I want to summarize some research I conducted recently on a study that evaluated inflammatory cytokines in women with IC with and without Hunner’s Ulcers to see if this non-invasive test could be used to substitute the current method of evaluation which is a very invasive and painful cystoscopy. First I am going to review what a cytokine is, and then briefly summarize my findings.
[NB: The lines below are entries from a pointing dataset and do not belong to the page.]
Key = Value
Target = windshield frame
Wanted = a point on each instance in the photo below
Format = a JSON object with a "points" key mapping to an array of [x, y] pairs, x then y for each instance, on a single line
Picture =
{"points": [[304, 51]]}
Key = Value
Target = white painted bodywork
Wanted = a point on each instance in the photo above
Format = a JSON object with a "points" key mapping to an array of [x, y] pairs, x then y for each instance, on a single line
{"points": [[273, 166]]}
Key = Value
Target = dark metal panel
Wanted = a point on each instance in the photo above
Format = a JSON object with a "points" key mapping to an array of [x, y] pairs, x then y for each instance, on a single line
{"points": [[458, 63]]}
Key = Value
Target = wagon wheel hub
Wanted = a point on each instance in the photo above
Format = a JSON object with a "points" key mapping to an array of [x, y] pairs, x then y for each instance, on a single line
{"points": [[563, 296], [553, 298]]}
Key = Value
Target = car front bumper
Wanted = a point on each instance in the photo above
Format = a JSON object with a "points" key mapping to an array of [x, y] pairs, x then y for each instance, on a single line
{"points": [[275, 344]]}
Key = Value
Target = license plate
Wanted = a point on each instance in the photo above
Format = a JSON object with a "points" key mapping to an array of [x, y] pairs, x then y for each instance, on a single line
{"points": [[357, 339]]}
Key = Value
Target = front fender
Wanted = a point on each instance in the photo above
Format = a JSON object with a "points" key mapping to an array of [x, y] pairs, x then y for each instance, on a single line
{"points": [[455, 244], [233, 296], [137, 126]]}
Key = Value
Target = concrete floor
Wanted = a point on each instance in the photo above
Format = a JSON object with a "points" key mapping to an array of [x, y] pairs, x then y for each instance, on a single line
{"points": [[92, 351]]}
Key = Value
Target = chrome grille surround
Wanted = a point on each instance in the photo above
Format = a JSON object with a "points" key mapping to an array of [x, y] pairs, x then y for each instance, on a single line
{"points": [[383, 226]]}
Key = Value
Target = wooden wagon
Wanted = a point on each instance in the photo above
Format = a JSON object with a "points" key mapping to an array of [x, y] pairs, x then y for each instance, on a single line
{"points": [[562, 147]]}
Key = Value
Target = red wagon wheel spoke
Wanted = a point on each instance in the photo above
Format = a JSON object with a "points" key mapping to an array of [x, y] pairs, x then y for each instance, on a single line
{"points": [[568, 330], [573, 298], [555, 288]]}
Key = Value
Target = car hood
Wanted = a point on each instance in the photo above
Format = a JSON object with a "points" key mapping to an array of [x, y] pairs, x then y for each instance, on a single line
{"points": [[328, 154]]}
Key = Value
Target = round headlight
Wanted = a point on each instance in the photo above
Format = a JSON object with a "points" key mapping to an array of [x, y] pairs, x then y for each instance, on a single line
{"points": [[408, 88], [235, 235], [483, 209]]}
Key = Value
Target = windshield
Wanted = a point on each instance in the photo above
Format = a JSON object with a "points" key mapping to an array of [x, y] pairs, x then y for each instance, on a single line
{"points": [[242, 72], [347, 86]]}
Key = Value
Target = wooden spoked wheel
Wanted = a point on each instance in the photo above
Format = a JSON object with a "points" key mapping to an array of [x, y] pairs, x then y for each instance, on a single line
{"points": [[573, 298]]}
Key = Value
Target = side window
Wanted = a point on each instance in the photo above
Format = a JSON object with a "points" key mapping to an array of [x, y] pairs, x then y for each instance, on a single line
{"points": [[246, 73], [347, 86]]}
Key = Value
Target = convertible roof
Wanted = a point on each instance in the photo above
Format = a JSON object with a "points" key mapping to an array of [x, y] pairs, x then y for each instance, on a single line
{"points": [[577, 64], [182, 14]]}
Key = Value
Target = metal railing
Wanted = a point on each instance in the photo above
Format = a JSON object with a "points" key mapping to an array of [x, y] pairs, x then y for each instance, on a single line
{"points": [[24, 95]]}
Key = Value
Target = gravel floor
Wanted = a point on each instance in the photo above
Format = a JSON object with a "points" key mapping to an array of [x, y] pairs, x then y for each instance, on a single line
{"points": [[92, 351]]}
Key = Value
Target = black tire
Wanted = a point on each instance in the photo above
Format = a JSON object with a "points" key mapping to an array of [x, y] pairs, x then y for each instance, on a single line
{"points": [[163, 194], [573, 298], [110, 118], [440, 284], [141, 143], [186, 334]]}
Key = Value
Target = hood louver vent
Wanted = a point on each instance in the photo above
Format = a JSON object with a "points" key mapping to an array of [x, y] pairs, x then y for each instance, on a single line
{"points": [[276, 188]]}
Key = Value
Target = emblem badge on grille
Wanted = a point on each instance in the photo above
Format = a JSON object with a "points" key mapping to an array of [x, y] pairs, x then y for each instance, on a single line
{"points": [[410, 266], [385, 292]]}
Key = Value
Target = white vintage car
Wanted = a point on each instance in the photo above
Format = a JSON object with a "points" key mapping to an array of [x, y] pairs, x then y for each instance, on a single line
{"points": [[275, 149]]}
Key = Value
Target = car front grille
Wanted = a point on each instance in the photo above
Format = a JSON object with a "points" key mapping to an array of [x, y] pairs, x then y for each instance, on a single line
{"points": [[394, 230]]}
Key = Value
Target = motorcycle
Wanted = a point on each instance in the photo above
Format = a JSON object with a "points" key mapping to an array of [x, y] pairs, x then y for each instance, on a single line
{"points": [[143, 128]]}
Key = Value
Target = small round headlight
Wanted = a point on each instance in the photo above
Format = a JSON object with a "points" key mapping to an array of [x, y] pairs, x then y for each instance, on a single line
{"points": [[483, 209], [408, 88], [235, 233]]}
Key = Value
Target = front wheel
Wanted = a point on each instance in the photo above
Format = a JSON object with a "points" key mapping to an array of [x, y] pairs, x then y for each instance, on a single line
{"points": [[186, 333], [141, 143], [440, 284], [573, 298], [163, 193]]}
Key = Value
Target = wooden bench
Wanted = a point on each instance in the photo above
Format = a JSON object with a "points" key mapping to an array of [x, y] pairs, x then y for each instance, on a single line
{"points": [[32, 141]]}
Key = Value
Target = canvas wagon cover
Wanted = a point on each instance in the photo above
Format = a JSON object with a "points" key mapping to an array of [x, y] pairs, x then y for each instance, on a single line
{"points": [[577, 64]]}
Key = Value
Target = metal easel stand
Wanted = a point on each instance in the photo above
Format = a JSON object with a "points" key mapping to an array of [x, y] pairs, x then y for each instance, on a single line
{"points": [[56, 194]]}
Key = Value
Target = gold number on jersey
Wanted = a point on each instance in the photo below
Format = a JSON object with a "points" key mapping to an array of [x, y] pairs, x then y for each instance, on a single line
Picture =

What is a Cytokine Anyway?
Cytokines are small secreted proteins released by cells have a specific effect on the interactions and communications between cells. They are signaling molecules that aid cell to cell communication in immune response and stimulate the movement of cells towards the site of inflammation, infection or trauma (Mandal, n.d.). The word cytokine is a general name, but other names include lymphokine (cytokines made by lymphocytes), monokine (cytokines made by monocytes), chemokine (cytokines with chemotactic activities), and interleukin (cytokines made by one leukocyte and acting on other leukocytes) (Zhang & An, 2007). Cytokines have autocrine (by acting on cells that secrete them), paracrine (acting on nearby cells) and endocrine action (acting on distant cells). We have both pro-inflammatory and anti-inflammatory cytokines. “There is significant evidence showing that certain cytokines/chemokines are involved in not only the initiation but also the persistence of pathologic pain by directly activating nociceptive sensory neurons” (Zhang & An, 2007). Cytokines are made by many different cell population, but the majority of them are produced by helper T cells (Th) and macrophages. Cytokines can be recruited by macrophages, mast cells, endothelial cells and Schwann cells.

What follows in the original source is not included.